# Proteccion linea telefonica contra rayos



## josb86 (Ago 19, 2008)

existe algun circuito para proteger una linea telefonica y los apartos conectados a esta contra rayos algun fusible o es imposible. por alli veo que los reguladores y ups tiene un puerto atras ese si sirve?


----------



## tjdor (Ago 19, 2008)

No se, se me ocurre, por ejemplo, un pararrayos


----------



## josb86 (Ago 19, 2008)

algo como esto:

http://www.acuista.com/x/27630-d-regletas_regleta_sobretensiones_protection_box_5_tomas_con_66713/


----------



## ricbevi (Ago 19, 2008)

josb86 dijo:
			
		

> existe algun circuito para proteger una linea telefonica y los apartos conectados a esta contra rayos algun fusible o es imposible. por alli veo que los reguladores y ups tiene un puerto atras ese si sirve?
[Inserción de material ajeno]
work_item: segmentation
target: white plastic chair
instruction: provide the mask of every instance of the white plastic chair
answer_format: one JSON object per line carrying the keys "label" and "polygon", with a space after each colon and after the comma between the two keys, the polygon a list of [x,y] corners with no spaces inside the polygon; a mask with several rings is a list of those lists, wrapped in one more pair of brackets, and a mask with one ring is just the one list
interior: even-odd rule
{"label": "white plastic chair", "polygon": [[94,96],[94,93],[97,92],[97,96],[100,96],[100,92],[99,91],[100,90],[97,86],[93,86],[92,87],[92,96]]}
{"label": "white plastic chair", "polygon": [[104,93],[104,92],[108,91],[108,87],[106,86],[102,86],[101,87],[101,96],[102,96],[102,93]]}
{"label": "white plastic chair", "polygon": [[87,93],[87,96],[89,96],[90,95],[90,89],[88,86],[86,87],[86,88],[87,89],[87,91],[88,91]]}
Normalmente se usa descargadores gaseosos en paralelo con la linea y de cada "pierna"(cable o polo) del T.E.  Varistores  a tierra o GND previo paso por fusibles de 1/4Amp. o también esto TISP2180 que adjunto la data.

Saludos.

Ric.


----------



## alvaro gonzalez (Ago 28, 2008)

si existe es  como un fusible y los hay de varios tipos  .de gas y solidos .
el mas recomendable y mas seguro es  un pico -protector mp-230  producido por siemon.


----------



## gusfe (Nov 27, 2010)

me pueden ayudar con un circuito practico con fusibles para proteger mis equipos contra un rayo .... gracias


----------



## Dano (Nov 27, 2010)

gusfe dijo:


> me pueden ayudar con un circuito practico con fusibles para proteger mis equipos contra un rayo .... gracias



Leiste los mensajes anteriores al tuyo?
Consigue un descargador gaseoso o sólido, los fusibles no sirven contra los rayos...


----------